We flocked to the hospital where she lay, body failing, mind young and animated. Hospitable and generous as ever, she would ask her wonderful devoted companion and help, Vimlesh, to serve us tea coffee biscuits coconut water, sweets. Much as in her home where she gave those grand parties and served drinks and snacks in style. She talked literature, politics, past, present, alert and incisive even if sometimes physically very tired. Always she remembered our personal details – how is Mummy she never failed to ask me. And how is Ret Samadhi (my new novel) doing, she always asked. She even called the hospital her Ashlok Institute where she might be on a residency! And laughed at herself that she is meant to go –buddham sharanam gacchami– but is still here. She would ask to see us again as she is still going to be around – abhi khilenge to dekhenge, she joked, taking off on Vinod Kumar Shukla’s title.
So many of us loved her and her writing, both so true to each other. On 25th January, just short of her 94th birthday, she breathed her last. A giant monument fell. A giant monument which will go on.
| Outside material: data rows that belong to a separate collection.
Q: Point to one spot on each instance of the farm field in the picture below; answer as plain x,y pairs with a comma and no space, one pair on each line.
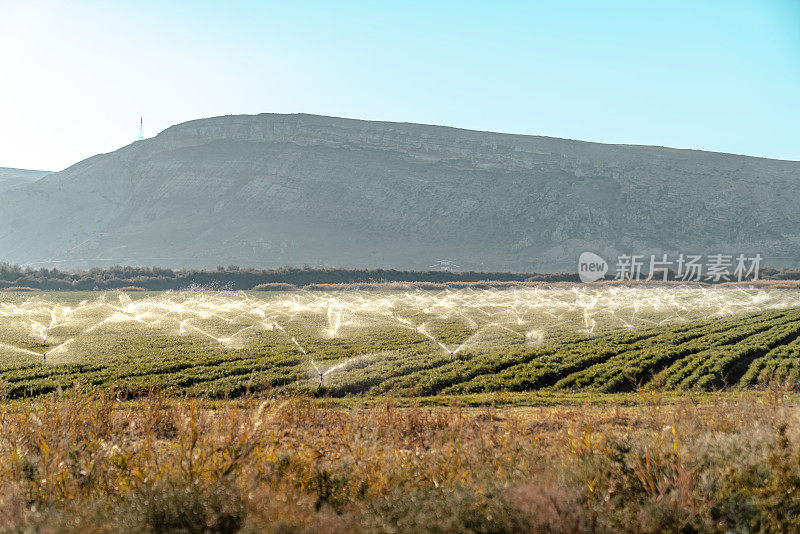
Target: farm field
402,344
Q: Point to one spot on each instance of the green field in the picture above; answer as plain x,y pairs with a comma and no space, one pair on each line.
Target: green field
419,343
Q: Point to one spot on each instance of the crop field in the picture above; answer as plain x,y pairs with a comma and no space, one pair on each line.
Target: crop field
417,343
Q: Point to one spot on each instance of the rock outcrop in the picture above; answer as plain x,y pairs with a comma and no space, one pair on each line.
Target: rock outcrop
272,190
13,178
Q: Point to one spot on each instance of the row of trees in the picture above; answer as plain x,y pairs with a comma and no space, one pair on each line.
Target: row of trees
235,278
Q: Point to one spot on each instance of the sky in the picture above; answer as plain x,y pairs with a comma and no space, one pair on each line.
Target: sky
76,75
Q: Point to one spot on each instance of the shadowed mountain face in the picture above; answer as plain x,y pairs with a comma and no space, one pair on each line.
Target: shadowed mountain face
13,178
271,190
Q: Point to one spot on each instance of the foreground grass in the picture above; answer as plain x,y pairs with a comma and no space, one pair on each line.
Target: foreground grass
88,462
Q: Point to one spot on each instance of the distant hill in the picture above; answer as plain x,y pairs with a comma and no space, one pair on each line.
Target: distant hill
272,190
11,178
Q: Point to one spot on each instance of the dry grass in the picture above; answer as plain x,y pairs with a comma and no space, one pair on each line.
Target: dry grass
87,462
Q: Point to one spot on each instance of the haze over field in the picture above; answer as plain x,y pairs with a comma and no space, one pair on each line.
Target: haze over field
271,190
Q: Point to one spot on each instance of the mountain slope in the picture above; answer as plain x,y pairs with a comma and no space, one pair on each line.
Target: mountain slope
11,178
270,190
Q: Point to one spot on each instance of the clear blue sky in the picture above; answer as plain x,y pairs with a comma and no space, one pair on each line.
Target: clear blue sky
75,75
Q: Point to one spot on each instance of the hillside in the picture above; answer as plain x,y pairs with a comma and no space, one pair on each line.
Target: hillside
272,190
11,178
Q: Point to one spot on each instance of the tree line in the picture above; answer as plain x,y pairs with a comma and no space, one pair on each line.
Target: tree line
236,278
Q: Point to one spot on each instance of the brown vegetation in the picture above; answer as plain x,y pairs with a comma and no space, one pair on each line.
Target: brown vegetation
87,462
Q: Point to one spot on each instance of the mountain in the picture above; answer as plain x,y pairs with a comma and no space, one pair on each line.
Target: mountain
11,178
271,190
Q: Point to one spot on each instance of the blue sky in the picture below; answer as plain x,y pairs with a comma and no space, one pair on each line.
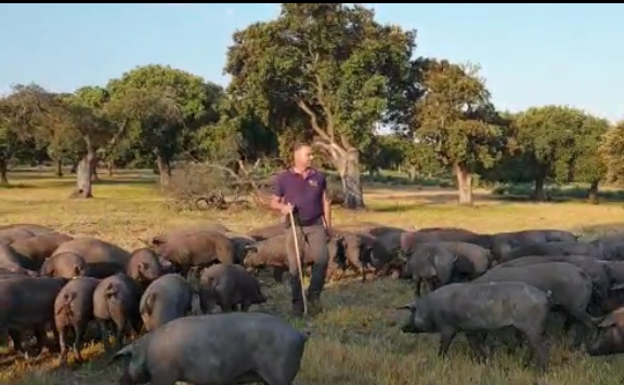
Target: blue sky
530,55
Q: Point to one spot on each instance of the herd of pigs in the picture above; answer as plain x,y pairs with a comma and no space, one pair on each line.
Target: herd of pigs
477,284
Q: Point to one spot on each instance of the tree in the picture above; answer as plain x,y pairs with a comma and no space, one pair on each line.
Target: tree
589,166
457,119
420,158
165,107
612,153
327,69
547,139
87,118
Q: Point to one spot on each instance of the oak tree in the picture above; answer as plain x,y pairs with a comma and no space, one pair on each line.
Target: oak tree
326,68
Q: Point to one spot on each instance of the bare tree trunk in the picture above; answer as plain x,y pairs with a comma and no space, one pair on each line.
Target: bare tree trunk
59,168
164,170
4,180
348,164
94,176
464,184
84,176
539,193
592,194
411,171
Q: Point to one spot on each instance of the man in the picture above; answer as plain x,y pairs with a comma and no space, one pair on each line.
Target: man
303,190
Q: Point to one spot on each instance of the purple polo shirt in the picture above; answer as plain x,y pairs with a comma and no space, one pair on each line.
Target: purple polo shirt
304,192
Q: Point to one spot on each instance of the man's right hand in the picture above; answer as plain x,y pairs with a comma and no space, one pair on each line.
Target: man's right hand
287,208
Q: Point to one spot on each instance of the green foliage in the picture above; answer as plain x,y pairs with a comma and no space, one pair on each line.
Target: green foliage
164,107
611,152
455,118
330,65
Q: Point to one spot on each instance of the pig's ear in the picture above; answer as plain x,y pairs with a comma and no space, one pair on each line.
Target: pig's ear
125,352
607,321
617,286
406,307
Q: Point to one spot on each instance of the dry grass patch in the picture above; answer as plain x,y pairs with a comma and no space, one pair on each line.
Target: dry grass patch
357,339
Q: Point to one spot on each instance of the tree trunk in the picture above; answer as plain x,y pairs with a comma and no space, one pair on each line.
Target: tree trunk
348,165
411,171
94,176
84,176
164,169
4,180
539,193
464,184
59,168
592,194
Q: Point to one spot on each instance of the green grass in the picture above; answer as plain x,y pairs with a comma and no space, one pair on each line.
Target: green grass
357,339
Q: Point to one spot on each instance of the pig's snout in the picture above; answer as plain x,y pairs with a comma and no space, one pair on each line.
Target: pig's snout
408,327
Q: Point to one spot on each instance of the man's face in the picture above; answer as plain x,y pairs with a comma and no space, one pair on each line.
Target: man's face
303,156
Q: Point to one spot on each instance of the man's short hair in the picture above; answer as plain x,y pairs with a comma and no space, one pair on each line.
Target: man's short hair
298,145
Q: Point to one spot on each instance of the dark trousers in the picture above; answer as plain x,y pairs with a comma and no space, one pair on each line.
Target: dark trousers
312,242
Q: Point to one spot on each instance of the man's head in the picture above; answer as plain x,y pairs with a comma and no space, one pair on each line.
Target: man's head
303,156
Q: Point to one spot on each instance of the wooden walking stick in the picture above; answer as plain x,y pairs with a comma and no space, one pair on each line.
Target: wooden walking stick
299,263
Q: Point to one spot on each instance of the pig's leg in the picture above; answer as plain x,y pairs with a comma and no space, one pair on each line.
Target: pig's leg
78,334
475,339
63,346
103,324
417,285
42,339
16,336
539,350
446,337
586,320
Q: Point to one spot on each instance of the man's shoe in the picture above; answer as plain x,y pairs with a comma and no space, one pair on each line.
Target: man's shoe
314,307
297,309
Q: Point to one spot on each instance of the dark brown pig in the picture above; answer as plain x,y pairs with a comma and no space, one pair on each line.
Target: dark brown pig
144,267
116,306
553,249
270,252
104,258
231,348
167,298
200,249
478,308
610,338
36,249
571,288
430,264
355,252
28,304
12,261
599,271
241,241
73,308
229,286
266,232
64,265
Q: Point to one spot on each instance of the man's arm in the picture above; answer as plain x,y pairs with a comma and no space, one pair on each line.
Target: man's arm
277,198
326,206
327,211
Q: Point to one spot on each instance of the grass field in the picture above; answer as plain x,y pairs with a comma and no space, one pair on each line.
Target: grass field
357,339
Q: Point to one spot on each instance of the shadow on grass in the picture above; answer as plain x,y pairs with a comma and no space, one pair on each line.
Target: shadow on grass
557,194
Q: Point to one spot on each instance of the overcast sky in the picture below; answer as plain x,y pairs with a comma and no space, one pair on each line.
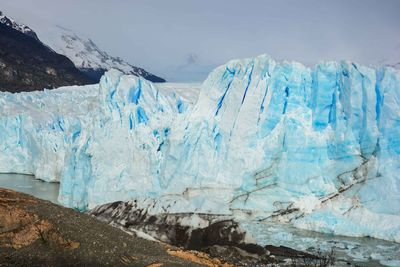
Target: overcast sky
183,40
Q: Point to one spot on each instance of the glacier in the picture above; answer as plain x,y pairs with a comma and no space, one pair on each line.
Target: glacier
318,148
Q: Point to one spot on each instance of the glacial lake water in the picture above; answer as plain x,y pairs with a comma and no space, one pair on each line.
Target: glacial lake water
29,185
356,251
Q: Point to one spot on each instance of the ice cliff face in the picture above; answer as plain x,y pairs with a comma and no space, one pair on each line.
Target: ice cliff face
318,148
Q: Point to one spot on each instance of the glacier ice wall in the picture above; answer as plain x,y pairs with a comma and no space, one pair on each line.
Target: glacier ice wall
318,148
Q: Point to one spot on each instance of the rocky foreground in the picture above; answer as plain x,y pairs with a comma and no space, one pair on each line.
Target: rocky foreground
35,232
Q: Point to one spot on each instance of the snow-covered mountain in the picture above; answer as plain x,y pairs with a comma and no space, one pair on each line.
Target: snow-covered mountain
318,148
89,58
82,51
27,64
17,26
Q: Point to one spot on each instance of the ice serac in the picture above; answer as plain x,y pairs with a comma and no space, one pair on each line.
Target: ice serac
315,147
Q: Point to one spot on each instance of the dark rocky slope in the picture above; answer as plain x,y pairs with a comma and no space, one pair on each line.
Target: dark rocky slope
26,64
35,232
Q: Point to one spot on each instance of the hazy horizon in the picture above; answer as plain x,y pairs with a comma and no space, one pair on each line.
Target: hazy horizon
184,40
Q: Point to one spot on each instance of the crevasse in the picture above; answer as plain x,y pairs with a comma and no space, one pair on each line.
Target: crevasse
318,148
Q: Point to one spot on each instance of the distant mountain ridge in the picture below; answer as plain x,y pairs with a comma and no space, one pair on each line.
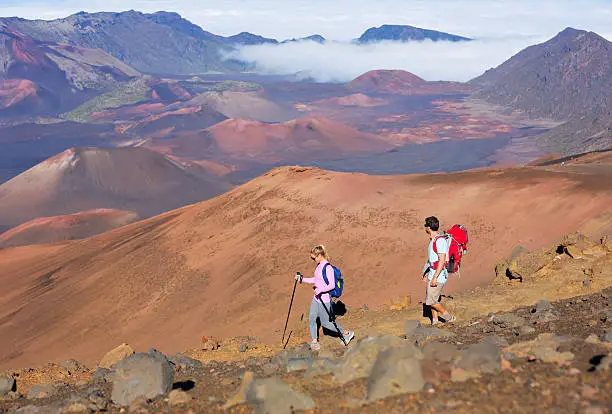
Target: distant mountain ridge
158,43
568,78
39,77
165,43
405,33
565,76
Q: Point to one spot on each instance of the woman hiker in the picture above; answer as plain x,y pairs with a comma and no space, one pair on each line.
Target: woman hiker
321,298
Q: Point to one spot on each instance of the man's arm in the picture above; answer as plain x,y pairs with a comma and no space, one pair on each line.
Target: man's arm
441,262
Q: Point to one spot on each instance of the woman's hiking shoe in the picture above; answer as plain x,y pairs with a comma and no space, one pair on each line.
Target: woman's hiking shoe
348,337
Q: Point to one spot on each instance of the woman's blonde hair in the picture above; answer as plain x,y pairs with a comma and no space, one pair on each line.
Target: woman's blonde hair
320,250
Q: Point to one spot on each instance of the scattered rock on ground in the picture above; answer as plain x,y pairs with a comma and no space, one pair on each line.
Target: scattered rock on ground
101,375
592,339
359,360
421,335
42,391
6,385
141,375
177,397
544,348
410,326
397,370
526,330
508,320
183,363
112,357
497,340
480,358
269,395
73,366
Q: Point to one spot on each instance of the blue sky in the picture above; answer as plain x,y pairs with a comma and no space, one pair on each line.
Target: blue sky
345,19
502,28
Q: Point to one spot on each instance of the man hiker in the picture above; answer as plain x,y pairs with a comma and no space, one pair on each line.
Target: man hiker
321,302
436,272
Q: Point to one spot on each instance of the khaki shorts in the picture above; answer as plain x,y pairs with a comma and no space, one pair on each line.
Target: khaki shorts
432,295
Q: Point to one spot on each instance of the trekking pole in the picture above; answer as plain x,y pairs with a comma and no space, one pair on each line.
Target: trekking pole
289,312
332,319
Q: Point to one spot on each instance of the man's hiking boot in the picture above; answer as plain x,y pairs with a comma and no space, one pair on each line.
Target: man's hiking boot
348,337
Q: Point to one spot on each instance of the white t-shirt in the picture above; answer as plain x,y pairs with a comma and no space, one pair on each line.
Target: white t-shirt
432,257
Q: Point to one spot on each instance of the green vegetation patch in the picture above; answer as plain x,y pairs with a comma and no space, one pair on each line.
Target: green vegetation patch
199,85
127,93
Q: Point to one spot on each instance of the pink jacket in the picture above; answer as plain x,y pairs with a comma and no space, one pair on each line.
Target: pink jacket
318,282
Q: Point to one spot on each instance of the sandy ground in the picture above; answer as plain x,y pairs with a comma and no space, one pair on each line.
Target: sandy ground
225,267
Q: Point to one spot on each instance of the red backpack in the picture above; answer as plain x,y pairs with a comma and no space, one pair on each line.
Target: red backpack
457,239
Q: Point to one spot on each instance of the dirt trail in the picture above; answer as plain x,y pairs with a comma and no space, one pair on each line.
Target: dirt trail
224,267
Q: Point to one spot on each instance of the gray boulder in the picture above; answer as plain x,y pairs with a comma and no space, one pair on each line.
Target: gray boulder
396,371
411,325
541,306
101,375
42,391
508,320
269,395
526,330
497,340
544,317
36,409
6,385
359,360
183,363
422,335
440,352
141,375
73,366
480,358
321,366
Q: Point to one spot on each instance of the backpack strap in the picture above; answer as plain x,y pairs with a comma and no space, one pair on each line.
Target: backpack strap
324,271
435,264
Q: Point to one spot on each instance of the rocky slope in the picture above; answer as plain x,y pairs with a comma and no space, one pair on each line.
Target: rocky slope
76,180
569,75
567,78
158,43
230,260
401,82
405,34
547,355
69,227
40,77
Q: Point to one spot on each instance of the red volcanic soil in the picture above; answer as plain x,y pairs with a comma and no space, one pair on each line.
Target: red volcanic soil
129,112
402,83
69,227
316,137
225,267
247,105
135,179
387,81
15,91
357,99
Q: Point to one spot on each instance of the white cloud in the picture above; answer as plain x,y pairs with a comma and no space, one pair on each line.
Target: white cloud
341,62
501,27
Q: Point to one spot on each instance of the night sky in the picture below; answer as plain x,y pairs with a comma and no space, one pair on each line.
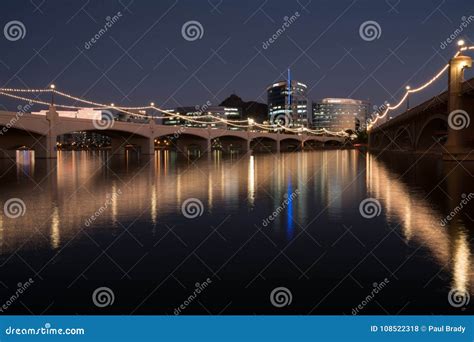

Her writing is there for us. But we miss that ever young, warm, witty, larger than life person, who befriended us and enriched us with her presence and love.
Even as I bereave, I smile through my tears, remembering my first meeting with beloved Krishnaji.
It was in the early eighties. I was very young and silent, writing rather secretly! We were sitting in Triveni with Krishnaji and a bunch of other writers. They were discussing many things animatedly. And tea and coffee were doing their rounds.
Then it was time to wind up. Many said their goodbyes and left. Krishnaji asked us to come home with her. We agreed. But, she said, we must stop on the way to pick up a bottle or two. At which my partner and another male writer gallantly offered to do the needful telling Krishnaji and me to go ahead.
We did. Reached her home. For the next several minutes she flitted around busily arranging the room and the table for the evening – tray, napkins, bowls and glasses, snacks and ice. I pottered about her trying to help. And all was done and she was her wonderful shining self, wrapped in her layers of clothing which in later days I would feel are epochs she has wrapped in beauty around her.
She then lit a lamp which stood to one side. It was red with a humpty dumpty head and a long spring neck which began matak matak when turned on.
She then picked up a cassette and placed it in the player and turned on the music which was some rocking disco number.
She then turned to me and extended a hand and said – let’s dance.